We condemn illegal lobbying for any cause and improper use of money in political activities, including the use of funds collected by compulsion for political purposes contrary to the personal desires of the individual.
1) We represent the top 1%
2) We do not care about jobs in America. We do care about wages being too high. To compete, wages must be in line with other countries.
3) Children should have the opportunity to work, just as they currently do in many other countries of the world.
4) Older Americans also need to have the opportunity to be fully gainfully employed until the day they die.
5) We believe in life. As long as someone can pay for it.
6) Our country should should no longer subsidize any individual support programs. This includes Social Security in all its form, Medicare, Medicaid, Food Stamps, Unemployment insurance, Aid to Dependent Children, LIHEAP and a myriad of others not listed. People must learn to fend for themselves.
7) The state must be involved in the sexual practices of all its citizens. All heterosexual encounters by females in fertile age ranges must be reported immediately. Said female must then be checked for pregnancy immediately and be held criminally liable if said pregnancy is terminated before term.
8) Those refusing to practice normal heterosexuality must not be considered full citizens. They will be subject to loss of employment and housing and allowed to be shunned should non-heterosexual practices become known.
9) The United States has always been a Christian Nation. Those choosing not to practice the dominant religion should be considered suspicious.

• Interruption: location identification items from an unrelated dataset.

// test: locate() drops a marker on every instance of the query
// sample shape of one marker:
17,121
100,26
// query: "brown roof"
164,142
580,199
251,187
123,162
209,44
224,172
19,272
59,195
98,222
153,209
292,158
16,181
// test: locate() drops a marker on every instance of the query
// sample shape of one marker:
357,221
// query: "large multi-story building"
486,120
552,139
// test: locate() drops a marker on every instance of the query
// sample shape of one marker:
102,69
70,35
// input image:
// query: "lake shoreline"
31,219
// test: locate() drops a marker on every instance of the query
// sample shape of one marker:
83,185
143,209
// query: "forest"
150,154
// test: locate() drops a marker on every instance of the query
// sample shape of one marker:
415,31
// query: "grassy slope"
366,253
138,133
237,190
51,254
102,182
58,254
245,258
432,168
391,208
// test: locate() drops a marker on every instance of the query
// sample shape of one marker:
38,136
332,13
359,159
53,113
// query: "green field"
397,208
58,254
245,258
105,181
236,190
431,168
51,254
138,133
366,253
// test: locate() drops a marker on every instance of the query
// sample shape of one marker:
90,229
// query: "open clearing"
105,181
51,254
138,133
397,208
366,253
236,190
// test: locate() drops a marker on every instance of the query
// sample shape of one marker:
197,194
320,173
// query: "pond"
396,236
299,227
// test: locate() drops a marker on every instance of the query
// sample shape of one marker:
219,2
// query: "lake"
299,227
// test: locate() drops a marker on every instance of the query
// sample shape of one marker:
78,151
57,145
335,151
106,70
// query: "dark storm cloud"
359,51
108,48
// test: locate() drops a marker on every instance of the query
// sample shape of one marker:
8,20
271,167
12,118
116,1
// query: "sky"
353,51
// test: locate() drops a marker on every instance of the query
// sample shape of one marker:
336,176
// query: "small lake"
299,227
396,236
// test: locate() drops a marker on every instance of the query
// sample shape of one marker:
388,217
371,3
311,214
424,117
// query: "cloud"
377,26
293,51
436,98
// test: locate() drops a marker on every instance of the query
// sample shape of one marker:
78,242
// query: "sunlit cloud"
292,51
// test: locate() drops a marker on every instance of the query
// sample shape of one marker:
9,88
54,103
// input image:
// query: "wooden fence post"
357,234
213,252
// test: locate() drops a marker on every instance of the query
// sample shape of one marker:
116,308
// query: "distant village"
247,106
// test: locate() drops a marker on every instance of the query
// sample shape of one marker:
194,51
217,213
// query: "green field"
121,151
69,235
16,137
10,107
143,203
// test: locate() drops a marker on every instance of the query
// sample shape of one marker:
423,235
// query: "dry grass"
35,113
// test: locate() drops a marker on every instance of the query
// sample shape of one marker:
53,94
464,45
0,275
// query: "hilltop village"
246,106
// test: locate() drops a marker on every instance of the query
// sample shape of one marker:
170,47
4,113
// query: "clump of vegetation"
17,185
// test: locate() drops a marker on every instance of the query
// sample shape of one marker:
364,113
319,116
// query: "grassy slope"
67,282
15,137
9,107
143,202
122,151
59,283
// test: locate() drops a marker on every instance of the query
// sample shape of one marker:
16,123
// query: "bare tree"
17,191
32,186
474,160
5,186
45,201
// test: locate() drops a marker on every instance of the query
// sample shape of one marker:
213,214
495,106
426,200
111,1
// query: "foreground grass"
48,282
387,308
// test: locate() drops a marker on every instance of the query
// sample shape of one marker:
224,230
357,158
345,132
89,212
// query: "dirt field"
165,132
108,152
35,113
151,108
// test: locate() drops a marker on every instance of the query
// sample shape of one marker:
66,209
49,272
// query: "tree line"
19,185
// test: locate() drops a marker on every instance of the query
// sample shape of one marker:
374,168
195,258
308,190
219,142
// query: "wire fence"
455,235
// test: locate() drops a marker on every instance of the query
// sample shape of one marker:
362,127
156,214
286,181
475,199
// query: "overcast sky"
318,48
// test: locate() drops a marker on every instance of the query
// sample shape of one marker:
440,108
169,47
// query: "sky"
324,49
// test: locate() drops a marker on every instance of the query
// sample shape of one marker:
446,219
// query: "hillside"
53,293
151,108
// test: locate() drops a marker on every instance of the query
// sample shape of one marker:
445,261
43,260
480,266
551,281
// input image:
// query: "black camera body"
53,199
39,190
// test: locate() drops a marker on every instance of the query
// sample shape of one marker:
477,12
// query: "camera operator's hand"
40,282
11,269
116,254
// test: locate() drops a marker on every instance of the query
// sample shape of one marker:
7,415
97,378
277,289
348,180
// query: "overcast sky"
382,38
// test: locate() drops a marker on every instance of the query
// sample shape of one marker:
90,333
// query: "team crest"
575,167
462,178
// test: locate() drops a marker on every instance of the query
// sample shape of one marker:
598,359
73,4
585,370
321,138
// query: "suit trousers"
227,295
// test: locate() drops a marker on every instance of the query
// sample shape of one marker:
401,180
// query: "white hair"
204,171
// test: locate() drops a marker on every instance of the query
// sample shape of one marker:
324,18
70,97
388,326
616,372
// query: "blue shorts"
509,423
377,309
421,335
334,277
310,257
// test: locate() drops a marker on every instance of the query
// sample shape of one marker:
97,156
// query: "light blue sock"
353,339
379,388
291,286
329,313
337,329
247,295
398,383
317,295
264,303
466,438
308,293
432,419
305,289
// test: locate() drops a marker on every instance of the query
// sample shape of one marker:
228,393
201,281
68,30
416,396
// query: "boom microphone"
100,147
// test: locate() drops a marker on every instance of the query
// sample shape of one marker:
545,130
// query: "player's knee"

10) Corporations are citizens. As such there should no longer be any legislation geared toward regulating corporations that is not generally applicable to all citizens.
11) Upon the inauguration of the next Republican administration, deficits will no longer matter again.
12) The rich should not be taxed. This money should instead remain in their control. This is the money that the rich can use to trickle on the little class. Taxes should then be paid by the little class after they have been trickled on.